Thralls In Society

In order to understand the place of thralls within Xianese society, it's important to remember the constant tint of fear that informs the entire institution. Even with human thralls, there's a perpetual and unspoken dread of rebellion that's made all the sharper by the easy access and intimacy of many slaves. Xianese do not like to talk about this, but in the back of every thrall-owner's mind is the constant awareness of just how dangerous his or her 'property' can be.

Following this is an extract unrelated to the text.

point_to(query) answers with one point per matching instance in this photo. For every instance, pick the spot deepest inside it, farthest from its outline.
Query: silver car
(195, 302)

For non-goblinoid thralls, the attitudes tend to be fairly relaxed. Most thralls of any kind are agricultural workers, and while the rice plantations and farmlands of Xian are not gentle places, most thralls can expect better food than many city laborers. Owners tend to be distinctly paternalistic towards 'their folk', and being known for exceptional cruelty or harshness towards human thralls is considered a mark of bad breeding and crudity. Those thralls who are not agricultural workers are usually specialists of some kind, particularly gifted in some profession, craft, or personal beauty. These house thralls tend to live lives distinctly more comfortable than any ordinary commoner, and can expect the same- or more- courtesy that most commoners would receive. Few wish to insult a wealthy scholar's old tutor or the favored concubine of a capricious junzi. More than a few commoners would be glad of such positions if they could be sure of having them and not being shuffled off to some grubby rice plantation in the west.

For goblinoid and half-goblinoid thralls, distinctions are even more sharply drawn. Unlike human farm-slaves, goblinoid thralls who end up on a rice plantation can expect nothing more than a lingering death. Kept apart from the humans, worked brutally on starvation rations, most owners of goblinoid thralls consider them no more than expendable resources. There's a constant flow of new bodies from the unending border wars with the goblinoid tribes, and an orcish fieldhand can be bought for a fifth of the price of a human one. Some of this saving is lost in the extra guards necessary to keep them in hand, but a combination of hatred and ruthlessness ensures that goblinoid and half-goblinoid fieldhands rarely last more than a few years.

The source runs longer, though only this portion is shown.